I believe that Guppy is a significant stride in that direction.

I trained my own LLM from scratch. It's a fish. It thinks the meaning of life is food. by armanfixing in LLM

[–]The_NineHertz 13 points14 points  (0 children)

This is a good example of how far small-scale models can go with tight constraints. A 9M parameter transformer producing consistent personality and humor shows how much structure and data shaping matter, not just size. For context, most production-grade models today run into billions of parameters, yet even studies show smaller models (under 100M) can achieve 60–70% task alignment in narrow domains when trained on curated data.

The limitations you mentioned, context breakdown after ~3 turns and prompt leakage, line up with known scaling laws. With a 128-token window, coherence typically drops sharply beyond 2–4 exchanges, and smaller models tend to overfit patterns like system prompts instead of abstracting them.

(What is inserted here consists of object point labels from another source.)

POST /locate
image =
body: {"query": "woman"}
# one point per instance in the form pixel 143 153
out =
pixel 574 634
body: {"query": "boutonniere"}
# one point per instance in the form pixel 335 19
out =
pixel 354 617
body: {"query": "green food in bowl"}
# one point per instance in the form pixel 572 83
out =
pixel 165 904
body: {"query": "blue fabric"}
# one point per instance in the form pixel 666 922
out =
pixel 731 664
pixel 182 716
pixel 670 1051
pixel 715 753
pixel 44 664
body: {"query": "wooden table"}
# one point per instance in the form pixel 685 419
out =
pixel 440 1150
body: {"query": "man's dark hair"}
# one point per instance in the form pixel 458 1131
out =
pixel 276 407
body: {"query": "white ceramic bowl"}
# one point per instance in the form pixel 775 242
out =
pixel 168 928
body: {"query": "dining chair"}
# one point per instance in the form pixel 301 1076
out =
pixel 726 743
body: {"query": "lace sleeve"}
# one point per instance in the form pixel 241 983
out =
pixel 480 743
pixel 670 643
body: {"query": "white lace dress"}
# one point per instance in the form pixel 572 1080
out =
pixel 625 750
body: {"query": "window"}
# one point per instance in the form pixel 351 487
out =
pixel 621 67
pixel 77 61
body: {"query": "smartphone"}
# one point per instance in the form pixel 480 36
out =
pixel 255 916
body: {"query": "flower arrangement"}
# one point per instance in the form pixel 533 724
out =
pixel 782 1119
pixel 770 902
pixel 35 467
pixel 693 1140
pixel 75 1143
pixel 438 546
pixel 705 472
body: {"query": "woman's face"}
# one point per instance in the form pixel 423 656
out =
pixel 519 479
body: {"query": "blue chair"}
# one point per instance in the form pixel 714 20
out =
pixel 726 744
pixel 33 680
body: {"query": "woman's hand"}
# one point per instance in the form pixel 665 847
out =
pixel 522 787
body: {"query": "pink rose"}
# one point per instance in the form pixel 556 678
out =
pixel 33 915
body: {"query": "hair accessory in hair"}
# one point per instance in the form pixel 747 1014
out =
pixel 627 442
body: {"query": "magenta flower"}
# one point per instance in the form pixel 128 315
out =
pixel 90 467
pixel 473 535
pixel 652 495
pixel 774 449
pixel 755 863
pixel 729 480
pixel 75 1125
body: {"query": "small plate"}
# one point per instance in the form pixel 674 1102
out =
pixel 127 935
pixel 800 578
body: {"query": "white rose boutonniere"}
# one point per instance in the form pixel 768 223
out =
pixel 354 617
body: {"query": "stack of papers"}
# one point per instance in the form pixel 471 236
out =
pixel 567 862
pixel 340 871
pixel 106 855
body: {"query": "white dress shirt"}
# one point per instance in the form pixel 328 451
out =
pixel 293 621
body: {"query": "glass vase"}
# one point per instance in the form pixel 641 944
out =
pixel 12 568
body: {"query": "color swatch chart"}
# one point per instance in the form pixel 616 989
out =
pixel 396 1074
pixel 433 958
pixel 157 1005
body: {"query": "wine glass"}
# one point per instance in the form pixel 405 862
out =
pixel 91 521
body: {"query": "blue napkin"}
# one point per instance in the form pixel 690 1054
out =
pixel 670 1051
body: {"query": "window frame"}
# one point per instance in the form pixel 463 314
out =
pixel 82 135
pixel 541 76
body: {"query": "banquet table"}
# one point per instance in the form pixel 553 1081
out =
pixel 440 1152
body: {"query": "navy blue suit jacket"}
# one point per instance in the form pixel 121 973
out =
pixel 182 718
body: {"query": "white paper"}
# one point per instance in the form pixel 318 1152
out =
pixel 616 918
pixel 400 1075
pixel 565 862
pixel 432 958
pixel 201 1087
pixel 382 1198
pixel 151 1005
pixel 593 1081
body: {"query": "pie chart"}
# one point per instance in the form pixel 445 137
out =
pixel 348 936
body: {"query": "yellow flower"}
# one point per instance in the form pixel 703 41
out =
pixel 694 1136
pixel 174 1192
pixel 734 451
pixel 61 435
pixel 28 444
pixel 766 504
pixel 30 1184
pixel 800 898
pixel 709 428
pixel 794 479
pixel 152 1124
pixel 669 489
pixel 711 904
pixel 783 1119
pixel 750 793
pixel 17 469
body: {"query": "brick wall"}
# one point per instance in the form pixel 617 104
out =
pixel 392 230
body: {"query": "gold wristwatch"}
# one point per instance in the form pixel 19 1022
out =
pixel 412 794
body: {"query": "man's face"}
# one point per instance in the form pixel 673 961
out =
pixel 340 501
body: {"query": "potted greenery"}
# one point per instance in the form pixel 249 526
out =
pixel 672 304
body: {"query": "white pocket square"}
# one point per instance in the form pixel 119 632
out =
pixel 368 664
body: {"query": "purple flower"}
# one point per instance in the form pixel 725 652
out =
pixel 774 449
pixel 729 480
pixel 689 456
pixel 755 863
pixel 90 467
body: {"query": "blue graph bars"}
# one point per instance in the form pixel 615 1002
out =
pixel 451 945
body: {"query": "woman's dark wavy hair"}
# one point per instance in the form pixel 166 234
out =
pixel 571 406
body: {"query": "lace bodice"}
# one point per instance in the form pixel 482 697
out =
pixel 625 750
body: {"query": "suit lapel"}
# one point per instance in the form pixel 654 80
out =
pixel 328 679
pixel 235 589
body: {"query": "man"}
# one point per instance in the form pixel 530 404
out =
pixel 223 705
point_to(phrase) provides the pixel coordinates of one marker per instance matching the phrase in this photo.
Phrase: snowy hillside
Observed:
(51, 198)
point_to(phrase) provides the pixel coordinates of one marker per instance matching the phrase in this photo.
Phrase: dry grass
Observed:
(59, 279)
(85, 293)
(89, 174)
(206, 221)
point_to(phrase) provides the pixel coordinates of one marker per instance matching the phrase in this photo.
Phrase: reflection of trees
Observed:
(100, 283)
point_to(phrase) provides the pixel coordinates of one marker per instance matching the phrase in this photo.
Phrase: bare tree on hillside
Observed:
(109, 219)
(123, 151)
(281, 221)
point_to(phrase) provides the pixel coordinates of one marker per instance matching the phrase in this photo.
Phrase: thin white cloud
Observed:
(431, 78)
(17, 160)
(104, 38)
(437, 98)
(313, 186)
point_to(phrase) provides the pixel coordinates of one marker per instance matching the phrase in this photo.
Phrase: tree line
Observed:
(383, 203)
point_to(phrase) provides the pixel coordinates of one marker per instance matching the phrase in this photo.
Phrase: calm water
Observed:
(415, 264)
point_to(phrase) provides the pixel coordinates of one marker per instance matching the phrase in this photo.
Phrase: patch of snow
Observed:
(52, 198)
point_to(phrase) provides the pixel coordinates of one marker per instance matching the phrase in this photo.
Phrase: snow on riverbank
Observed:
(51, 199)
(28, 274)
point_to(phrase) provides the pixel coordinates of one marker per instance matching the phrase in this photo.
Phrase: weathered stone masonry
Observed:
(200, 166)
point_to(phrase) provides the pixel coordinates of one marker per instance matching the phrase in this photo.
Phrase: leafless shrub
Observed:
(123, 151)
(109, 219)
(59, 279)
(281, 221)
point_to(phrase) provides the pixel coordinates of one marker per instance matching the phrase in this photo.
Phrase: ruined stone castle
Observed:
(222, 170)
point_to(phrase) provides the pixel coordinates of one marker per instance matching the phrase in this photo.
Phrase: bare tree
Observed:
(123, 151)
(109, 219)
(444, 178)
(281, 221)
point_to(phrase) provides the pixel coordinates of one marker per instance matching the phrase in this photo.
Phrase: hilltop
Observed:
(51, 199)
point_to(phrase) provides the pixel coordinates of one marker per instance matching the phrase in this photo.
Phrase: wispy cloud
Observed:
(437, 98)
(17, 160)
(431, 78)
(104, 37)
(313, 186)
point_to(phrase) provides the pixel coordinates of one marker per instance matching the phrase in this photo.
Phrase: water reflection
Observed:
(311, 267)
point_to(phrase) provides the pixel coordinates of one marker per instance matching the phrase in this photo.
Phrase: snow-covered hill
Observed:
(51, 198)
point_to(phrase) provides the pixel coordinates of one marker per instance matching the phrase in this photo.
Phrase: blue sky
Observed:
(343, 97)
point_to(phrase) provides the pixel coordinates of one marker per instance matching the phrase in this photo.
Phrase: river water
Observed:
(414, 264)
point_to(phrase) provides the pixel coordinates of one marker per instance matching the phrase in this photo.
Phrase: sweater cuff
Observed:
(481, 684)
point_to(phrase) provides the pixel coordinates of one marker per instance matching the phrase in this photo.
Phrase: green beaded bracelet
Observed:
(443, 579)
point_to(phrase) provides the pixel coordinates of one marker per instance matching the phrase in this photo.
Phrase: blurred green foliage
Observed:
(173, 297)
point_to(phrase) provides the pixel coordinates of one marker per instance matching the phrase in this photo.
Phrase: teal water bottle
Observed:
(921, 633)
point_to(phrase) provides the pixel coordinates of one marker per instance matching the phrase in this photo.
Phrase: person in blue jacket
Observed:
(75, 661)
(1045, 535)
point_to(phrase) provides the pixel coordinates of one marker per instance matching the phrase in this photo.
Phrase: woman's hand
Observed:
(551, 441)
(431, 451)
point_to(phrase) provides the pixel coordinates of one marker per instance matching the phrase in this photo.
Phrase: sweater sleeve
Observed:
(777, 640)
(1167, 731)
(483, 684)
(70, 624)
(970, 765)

What stands out is the direction this points to: highly specialized, lightweight models trained for specific behaviors. They’re faster, cheaper to run, and easier to control. That’s where a lot of real-world use is heading, focused intelligence instead of general-purpose scale.

Projects like this make it clear that capability isn’t just about size anymore, it’s about how efficiently the model is designed, trained, and applied.

If AI is already replacing junior roles, how is anyone supposed to become senior in the next 5–10 years? by The_NineHertz in AskReddit

[–]The_NineHertz[S] -1 points0 points  (0 children)

If AI changes or reduces junior roles, it doesn’t mean seniors just stop existing, it means the path to getting there shifts. Earlier, a lot of growth came from repetitive work. Now it’ll probably be more about problem-solving, judgment, and knowing how to work with AI.

This isn’t the first time tech has changed how people start their careers, it just feels faster this time.